Le 30 mars marque la Journée de la Terre, date clé de l’histoire palestinienne. En 1976, une grève générale éclate en réponse à la confiscation de terres palestiniennes. Ce jour-là, six manifestants non armés sont tués. Près de cinquante ans plus tard, cette lutte pour la terre et la dignité reste d’une brûlante actualité. Les PalestinienNEs continuent de faire face à l’expropriation, à la violence et à une répression systématique.

Les mobilisations du 28 mars s’inscrivent dans cette continuité. Elles rappellent que la confiscation des terres se poursuit en Cisjordanie comme à Gaza, accompagnée d’attaques répétées contre les populations civiles. Des villages sont visés, des habitations incendiées, des familles contraintes à l’exil. Cette réalité n’est pas du passé : elle se déroule sous nos yeux, aujourd’hui encore.

 

Un terrible bilan

À Gaza, la situation humanitaire est dramatique. La population vit sous la menace constante de bombardements, tandis que l’aide humanitaire reste insuffisante et elle ne peut parvenir jusqu’aux palestinienNEs. Les conséquences psychologiques sont immenses : 96 % des enfants de Gaza ont le sentiment que la mort est imminente. Ils vivent dans la peur permanente, beaucoup souffrent de traumatismes profonds, d’anxiété et de dépression. Cette détresse massive touche aussi les adultes, révélant une crise humaine majeure la plupart du temps ignorée.

 

En Palestine et ailleurs, l’impérialisme ravage

Au-delà de la Palestine, les violences et destructions s’étendent à d’autres territoires, notamment au Liban, où des infrastructures civiles et médicales sont également touchées.

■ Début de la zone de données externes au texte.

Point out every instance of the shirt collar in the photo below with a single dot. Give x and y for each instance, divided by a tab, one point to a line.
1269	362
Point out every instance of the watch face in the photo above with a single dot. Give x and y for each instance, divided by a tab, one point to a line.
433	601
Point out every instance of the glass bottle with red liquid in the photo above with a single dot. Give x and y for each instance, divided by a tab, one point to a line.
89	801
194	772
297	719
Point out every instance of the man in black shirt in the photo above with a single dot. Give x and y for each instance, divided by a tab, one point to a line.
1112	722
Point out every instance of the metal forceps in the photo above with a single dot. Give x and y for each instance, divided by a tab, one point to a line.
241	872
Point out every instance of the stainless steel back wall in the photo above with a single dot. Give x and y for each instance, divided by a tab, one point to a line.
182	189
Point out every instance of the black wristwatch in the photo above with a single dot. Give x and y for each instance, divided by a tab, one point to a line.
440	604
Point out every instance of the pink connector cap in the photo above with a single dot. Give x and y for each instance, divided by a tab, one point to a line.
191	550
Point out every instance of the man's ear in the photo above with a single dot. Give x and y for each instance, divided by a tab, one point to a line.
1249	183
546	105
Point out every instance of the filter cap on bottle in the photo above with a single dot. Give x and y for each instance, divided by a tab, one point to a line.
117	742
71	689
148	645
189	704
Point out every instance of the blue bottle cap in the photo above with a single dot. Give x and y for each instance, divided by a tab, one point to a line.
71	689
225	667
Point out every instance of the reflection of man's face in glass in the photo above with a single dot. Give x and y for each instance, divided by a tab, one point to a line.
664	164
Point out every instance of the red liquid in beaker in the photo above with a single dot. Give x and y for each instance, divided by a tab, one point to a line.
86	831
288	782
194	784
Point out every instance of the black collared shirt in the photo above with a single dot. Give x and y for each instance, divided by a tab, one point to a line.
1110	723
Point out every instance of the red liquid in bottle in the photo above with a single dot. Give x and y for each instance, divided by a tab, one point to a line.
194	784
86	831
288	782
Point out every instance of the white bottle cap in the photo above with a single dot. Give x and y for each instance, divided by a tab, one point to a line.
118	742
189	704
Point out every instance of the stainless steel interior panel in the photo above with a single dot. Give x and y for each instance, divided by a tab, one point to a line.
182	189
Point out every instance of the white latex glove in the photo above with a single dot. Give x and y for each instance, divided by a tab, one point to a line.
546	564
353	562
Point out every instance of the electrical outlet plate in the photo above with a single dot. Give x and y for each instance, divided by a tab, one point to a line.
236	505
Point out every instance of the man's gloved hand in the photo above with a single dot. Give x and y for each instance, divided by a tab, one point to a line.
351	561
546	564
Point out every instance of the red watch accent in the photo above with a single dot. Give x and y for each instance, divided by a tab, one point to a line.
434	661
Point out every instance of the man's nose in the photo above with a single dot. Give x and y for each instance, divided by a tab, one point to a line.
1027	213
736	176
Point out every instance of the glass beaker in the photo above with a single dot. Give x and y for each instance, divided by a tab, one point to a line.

Ces dynamiques de guerre et de domination sont largement le fait des puissances impérialistes qui agissent pour défendre leurs intérêts économiques et leurs zones d’influence et qui n’hésitent pas à s’allier avec des régimes qui répriment violemment leurs peuples.

 

Partout, mobilisons-nous !

Face à cette situation, nous devons nous mobiliser en solidarité avec les peuples qui résistent et contre les impérialismes, dont celui de la France, complices du génocide à Gaza et responsables de la généralisation de la guerre dans la région. La Journée de la Terre n’est pas seulement un rappel historique : elle est un appel à l’action. Elle revendique un droit essentiel, celui des peuples à disposer d’eux-mêmes.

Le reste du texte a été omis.